= Fuljar Soda =

Indian non-alcoholic beverage

Fuljar Soda is a non-alcoholic beverage originating from Kerala, India. It gained popularity due to its preparation and "volcanic" fizzing effect.

== History and origin ==
Fuljar Soda emerged in Kerala, particularly in the Malabar region, and became a trend around 2019. While its inventor remains unknown, it gained traction as a drink during the month of Ramadan. Its spread was largely fuelled by videos on TikTok and YouTube, showcasing its preparation and the challenge of drinking it quickly.

The drink first became popular in Kerala around 2019, especially during the Holy month of Ramadan and spread quickly through social media videos for its dramatic fizzing preparation.

== Preparation ==
The preparation of Fuljar Soda involves two main components, in a shot glass and a larger glass

A small shot glass is filled with a concentrate. Common ingredients for this mixture include:

- Mint leaves
- Green chilies (often a less spicy variety for taste rather than extreme heat)
- Ginger
- Lime juice
- Sugar or sugar syrup
- Black salt (Kala Namak)
- Chaat masala
- Sometimes, basil seeds (sabja seeds) are added for their cooling properties and texture.
- Coriander leaves, cumin powder, and even neem leaves or cinnamon can be included in some variations. These ingredients are typically blended or muddled into a smooth paste.

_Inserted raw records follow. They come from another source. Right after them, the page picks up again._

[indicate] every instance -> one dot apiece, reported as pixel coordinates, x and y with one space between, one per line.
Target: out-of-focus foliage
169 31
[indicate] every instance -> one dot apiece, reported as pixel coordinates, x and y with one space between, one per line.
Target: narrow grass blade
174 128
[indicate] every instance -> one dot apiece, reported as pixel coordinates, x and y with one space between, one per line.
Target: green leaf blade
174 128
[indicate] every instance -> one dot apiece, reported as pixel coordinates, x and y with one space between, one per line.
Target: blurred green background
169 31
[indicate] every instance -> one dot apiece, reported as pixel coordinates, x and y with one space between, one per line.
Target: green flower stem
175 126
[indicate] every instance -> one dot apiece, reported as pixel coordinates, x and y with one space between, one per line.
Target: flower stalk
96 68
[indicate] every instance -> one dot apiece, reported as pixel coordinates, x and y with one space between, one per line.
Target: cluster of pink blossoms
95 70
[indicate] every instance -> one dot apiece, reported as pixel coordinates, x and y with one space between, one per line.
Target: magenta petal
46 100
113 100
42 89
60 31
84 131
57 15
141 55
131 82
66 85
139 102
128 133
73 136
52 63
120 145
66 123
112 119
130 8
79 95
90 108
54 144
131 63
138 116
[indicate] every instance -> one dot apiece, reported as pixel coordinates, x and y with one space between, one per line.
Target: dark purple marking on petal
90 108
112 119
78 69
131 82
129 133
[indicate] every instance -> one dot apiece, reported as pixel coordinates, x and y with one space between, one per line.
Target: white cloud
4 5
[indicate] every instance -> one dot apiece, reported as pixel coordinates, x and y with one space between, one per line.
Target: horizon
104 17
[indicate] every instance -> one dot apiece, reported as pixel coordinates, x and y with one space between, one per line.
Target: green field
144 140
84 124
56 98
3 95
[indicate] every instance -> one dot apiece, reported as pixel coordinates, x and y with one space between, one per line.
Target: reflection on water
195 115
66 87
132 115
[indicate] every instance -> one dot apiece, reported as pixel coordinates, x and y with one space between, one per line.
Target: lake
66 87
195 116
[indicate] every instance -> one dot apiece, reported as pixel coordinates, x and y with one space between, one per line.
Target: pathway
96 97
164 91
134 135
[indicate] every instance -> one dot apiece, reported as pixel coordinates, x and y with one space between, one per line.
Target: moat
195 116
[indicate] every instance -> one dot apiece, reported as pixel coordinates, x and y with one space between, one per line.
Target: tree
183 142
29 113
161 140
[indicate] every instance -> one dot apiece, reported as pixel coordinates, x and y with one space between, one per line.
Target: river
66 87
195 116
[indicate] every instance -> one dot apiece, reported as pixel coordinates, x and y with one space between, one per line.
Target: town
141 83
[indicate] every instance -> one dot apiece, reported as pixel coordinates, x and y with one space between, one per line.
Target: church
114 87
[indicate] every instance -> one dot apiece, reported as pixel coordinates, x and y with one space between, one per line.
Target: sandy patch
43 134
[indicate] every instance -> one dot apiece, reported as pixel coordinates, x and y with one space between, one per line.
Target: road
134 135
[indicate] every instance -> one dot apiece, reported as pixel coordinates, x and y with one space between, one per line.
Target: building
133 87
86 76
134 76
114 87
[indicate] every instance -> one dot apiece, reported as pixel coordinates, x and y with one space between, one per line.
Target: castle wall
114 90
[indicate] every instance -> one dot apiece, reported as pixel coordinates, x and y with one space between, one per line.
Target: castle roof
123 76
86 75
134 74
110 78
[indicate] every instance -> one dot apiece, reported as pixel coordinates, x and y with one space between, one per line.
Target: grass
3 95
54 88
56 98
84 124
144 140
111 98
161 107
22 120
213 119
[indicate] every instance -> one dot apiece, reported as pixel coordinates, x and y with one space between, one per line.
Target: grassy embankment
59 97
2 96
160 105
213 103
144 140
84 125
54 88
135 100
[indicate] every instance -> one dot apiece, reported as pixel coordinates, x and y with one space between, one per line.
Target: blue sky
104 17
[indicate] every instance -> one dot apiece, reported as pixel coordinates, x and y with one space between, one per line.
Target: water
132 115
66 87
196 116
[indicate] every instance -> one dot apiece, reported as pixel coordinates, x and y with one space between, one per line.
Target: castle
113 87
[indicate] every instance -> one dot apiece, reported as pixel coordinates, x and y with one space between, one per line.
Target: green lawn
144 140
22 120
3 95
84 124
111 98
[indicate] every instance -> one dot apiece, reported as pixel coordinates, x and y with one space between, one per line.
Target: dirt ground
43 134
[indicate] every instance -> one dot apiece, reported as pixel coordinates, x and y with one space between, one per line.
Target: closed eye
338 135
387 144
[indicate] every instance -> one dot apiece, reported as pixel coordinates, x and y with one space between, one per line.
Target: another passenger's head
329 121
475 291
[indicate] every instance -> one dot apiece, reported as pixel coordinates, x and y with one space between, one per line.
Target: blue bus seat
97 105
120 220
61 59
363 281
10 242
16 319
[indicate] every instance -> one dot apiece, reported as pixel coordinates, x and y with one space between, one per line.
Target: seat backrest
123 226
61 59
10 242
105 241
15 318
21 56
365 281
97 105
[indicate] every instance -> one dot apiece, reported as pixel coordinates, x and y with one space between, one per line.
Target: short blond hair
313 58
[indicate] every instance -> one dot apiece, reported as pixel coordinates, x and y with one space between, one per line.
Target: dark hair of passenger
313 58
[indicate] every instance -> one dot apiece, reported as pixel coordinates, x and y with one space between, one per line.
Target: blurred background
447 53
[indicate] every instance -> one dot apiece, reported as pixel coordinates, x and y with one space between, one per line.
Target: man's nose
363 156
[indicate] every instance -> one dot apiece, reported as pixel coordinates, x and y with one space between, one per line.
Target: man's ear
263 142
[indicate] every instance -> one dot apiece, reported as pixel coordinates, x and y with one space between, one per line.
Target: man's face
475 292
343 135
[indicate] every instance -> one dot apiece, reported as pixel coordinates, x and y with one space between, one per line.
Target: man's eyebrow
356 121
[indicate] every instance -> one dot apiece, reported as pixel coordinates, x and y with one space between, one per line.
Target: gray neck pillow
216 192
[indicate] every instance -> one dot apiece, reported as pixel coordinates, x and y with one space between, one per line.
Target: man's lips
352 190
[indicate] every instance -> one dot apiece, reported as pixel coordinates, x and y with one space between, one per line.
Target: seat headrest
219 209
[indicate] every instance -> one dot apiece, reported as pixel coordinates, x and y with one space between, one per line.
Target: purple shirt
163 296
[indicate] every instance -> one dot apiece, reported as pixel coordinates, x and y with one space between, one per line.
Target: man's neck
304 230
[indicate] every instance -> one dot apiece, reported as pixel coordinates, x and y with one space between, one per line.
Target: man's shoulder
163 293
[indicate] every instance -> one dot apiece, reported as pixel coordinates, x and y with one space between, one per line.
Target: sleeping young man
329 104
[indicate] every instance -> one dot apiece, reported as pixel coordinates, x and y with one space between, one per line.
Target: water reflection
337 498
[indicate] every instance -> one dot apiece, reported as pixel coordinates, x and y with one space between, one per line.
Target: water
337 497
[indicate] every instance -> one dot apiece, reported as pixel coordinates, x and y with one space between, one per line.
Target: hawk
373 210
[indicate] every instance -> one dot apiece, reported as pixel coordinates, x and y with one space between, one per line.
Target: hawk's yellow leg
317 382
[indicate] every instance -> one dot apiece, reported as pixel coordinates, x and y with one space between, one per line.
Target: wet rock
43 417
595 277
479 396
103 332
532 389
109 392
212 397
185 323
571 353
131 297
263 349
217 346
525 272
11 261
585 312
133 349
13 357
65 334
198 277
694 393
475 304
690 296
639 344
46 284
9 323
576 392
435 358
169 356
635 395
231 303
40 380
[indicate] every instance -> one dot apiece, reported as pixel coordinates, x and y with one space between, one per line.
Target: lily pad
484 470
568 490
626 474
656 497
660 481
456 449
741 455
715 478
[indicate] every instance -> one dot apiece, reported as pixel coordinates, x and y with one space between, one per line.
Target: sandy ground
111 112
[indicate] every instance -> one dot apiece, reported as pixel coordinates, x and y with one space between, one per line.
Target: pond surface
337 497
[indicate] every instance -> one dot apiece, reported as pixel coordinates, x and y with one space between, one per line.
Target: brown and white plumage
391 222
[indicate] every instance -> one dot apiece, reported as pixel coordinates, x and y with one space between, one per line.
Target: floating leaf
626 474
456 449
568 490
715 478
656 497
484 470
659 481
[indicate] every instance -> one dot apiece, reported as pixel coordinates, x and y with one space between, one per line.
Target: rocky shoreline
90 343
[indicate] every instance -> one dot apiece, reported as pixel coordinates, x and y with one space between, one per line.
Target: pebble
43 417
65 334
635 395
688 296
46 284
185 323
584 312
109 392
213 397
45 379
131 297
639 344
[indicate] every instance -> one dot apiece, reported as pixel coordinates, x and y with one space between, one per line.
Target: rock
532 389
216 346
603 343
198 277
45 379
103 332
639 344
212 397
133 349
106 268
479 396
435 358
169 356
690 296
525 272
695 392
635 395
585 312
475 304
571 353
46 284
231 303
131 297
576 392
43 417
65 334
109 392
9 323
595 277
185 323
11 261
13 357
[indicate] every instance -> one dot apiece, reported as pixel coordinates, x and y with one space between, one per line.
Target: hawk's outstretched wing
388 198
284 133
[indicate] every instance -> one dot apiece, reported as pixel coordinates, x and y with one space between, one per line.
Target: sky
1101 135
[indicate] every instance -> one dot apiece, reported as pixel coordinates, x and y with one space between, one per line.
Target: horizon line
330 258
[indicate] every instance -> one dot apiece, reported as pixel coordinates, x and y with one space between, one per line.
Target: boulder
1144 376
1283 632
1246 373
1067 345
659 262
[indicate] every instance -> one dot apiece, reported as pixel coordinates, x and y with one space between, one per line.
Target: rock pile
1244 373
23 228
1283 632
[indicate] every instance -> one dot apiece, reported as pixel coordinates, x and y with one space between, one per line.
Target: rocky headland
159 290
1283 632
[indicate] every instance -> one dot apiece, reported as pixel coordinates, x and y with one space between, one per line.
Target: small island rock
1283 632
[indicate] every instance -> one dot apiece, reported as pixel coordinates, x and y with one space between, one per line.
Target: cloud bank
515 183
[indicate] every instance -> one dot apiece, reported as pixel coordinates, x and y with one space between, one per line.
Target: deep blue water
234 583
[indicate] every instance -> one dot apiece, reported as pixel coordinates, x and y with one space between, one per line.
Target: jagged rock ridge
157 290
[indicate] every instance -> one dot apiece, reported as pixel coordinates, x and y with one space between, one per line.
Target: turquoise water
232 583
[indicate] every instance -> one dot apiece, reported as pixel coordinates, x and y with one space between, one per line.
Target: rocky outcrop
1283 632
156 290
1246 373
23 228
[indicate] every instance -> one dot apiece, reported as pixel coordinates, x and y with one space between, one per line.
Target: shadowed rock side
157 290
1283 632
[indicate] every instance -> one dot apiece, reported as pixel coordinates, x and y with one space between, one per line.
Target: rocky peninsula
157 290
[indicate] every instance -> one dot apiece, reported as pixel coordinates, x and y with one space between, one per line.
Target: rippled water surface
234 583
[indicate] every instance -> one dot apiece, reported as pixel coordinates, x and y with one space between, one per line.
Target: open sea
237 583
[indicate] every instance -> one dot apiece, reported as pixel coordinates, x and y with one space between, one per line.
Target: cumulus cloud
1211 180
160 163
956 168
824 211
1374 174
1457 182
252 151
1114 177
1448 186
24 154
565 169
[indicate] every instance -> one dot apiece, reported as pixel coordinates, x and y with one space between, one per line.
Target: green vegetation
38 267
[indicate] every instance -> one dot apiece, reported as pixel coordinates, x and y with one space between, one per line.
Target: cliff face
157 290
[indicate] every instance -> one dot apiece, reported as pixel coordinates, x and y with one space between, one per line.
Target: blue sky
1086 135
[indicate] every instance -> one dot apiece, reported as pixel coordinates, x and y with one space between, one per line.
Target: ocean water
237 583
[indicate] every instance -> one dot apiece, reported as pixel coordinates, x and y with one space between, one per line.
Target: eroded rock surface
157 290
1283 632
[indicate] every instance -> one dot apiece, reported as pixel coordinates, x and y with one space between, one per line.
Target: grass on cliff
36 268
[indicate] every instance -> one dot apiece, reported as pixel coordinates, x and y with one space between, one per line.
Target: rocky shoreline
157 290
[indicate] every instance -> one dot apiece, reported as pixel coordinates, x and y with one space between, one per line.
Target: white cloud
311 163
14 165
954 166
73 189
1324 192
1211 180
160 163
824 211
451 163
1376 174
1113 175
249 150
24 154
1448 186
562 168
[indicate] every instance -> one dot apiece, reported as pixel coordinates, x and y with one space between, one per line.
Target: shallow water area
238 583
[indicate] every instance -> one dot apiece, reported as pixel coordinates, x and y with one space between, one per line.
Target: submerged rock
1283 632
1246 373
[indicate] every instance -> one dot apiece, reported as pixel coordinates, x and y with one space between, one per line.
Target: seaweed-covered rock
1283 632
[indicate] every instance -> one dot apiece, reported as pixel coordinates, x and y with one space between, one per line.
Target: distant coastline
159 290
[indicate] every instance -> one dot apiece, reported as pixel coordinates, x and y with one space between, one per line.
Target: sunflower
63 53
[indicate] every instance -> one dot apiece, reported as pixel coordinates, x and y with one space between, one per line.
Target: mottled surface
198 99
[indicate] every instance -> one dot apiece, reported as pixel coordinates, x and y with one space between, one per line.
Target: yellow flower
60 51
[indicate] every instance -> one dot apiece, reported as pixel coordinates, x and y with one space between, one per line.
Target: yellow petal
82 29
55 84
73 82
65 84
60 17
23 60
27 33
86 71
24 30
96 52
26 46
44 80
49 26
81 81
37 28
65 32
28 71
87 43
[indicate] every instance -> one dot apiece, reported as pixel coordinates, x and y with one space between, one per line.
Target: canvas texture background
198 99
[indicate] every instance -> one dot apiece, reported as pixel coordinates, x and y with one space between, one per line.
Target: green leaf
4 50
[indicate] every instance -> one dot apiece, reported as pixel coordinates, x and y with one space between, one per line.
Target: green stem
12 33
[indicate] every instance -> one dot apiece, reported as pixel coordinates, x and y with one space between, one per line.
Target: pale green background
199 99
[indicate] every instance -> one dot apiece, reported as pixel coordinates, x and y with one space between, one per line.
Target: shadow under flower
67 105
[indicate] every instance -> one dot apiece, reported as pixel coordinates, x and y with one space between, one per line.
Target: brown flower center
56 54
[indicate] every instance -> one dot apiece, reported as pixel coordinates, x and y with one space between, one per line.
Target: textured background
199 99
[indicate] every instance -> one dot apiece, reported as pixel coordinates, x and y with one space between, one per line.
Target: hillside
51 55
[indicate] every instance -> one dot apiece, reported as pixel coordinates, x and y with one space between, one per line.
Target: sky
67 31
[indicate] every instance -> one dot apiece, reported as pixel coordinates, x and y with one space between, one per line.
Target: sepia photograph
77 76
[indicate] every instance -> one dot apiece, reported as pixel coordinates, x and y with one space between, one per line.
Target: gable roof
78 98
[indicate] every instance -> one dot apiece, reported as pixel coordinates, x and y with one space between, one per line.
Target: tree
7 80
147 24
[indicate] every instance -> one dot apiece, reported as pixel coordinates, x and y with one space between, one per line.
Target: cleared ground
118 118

A larger serving glass is mostly filled with chilled club soda (or sometimes ginger ale or Sprite).

While the mint, ginger, and green chili combination is classic, Fuljar Soda has other variations.

The shot glass containing the concentrated mixture is then dropped into the larger glass of soda. This causes a vigorous fizzing and frothing reaction, often overflowing the glass, resembling a small volcanic eruption. The drink is meant to be consumed quickly, ideally in one gulp, while it is still actively fizzing.

== Cultural impact and popularity ==
Fuljar Soda became a culinary fad, especially among youngsters in Kerala. Its visual appeal and the interactive nature of its consumption made it highly shareable on social media. Juice bars and street vendors across Kerala (and subsequently in neighbouring states like Tamil Nadu) began offering the drink.